A Finra arbitration panel ordered Ameriprise Financial Services Inc. to pay two elderly California investors $1.17 million for putting them in real estate investments that tanked.
On May 1, a Finra arbitration panel in San Francisco ruled that Ameriprise had inappropriately advised two retired schoolteachers to sink a total of $1.03 million into three risky tenant-in-common investments in office complexes and hotels in early 2008.
One of them failed and two of the others declined in value substantially, according to a statement by the investors' attorney, who said that the couple lost most of their life savings.
The investors put their money into ARI-Onyx Office Plaza Tenant In Common; Moody Springhill Suites Pittsburgh Tenant in Common; and Moody Marriott TownePlace Suites Portland Scarborough Tenant in Common. The Pittsburgh and Portland Scarborough TICs were rescinded to Ameriprise, which will assume ownership of the investments after it has paid the arbitration award to the investors.

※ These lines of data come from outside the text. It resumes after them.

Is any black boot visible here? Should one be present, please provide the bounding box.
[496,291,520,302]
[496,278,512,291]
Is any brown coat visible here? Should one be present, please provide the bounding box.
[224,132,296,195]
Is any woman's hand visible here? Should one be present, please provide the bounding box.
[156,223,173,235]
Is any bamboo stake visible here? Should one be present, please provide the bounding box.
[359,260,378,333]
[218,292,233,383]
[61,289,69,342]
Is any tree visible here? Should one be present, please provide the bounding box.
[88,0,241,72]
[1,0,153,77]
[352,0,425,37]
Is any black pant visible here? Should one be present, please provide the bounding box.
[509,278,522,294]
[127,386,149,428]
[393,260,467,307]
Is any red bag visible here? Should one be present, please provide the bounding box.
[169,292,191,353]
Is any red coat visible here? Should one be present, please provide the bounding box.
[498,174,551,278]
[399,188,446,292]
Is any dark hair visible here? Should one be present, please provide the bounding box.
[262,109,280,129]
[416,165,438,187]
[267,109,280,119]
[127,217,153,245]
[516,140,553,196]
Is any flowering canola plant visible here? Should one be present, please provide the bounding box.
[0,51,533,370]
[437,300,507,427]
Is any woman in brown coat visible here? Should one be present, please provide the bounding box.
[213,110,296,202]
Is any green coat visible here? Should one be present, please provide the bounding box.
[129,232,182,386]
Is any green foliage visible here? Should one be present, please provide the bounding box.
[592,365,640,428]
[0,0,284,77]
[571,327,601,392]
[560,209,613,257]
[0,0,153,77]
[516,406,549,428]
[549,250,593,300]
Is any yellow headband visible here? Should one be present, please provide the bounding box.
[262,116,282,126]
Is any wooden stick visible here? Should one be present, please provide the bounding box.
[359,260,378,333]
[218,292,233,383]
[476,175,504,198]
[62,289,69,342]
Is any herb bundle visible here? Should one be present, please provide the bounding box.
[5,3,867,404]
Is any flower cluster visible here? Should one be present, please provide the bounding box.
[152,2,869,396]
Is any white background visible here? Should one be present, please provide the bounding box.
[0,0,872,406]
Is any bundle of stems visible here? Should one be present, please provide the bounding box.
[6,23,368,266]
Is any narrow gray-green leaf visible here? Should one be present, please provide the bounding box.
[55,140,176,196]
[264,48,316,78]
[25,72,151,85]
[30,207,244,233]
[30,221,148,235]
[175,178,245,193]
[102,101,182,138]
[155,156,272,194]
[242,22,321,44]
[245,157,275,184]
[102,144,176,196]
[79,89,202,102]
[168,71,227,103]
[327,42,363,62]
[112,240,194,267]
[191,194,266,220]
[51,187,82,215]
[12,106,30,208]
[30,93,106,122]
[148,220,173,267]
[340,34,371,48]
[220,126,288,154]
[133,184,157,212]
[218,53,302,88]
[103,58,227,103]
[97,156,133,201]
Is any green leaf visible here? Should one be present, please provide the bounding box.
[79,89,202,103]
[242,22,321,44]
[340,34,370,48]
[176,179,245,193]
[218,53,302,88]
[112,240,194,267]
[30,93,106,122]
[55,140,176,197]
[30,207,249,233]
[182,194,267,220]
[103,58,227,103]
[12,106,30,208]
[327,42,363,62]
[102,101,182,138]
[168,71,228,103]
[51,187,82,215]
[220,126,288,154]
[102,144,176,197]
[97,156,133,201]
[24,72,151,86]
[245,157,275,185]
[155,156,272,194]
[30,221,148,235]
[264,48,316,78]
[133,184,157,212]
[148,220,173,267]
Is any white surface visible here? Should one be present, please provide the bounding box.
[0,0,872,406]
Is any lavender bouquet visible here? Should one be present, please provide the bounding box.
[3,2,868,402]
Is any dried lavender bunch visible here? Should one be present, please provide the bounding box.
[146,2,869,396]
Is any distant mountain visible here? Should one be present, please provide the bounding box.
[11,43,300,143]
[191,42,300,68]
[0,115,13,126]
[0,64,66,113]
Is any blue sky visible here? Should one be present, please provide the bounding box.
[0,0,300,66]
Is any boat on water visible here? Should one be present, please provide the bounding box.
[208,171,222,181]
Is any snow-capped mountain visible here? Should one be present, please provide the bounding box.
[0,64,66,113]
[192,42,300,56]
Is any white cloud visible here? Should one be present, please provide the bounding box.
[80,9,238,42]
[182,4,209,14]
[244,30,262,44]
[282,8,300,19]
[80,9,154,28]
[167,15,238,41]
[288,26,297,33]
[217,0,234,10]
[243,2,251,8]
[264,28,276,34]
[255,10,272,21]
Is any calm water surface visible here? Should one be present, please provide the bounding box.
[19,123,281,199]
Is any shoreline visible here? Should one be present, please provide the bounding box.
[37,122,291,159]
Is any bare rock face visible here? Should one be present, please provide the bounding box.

“The evidence shows that Ameriprise repeatedly failed to follow its supervisory procedures,” Kalju Nekvasil, an attorney with Goodman & Nekvasil, said in a statement. Mr. Nekvasil represented Albertus Niehuis Jr., 82, a retired math teacher, and his wife, Andrea S. Niehuis, a retired elementary schoolteacher.
“It is truly unfortunate that when an investor is wronged, Ameriprise refused to voluntarily step up to the plate and do the right thing,” Mr. Nekvasil added.
Ameriprise said that its financial adviser gave appropriate guidance to the Niehuises.
“We strongly disagree with the decision and stand behind the recommendations the adviser made as being appropriate and suitable,” John Brine, Ameriprise vice president for public relations, said in an interview. “Our due diligence process and the training we provide advisers for these types of products is robust.”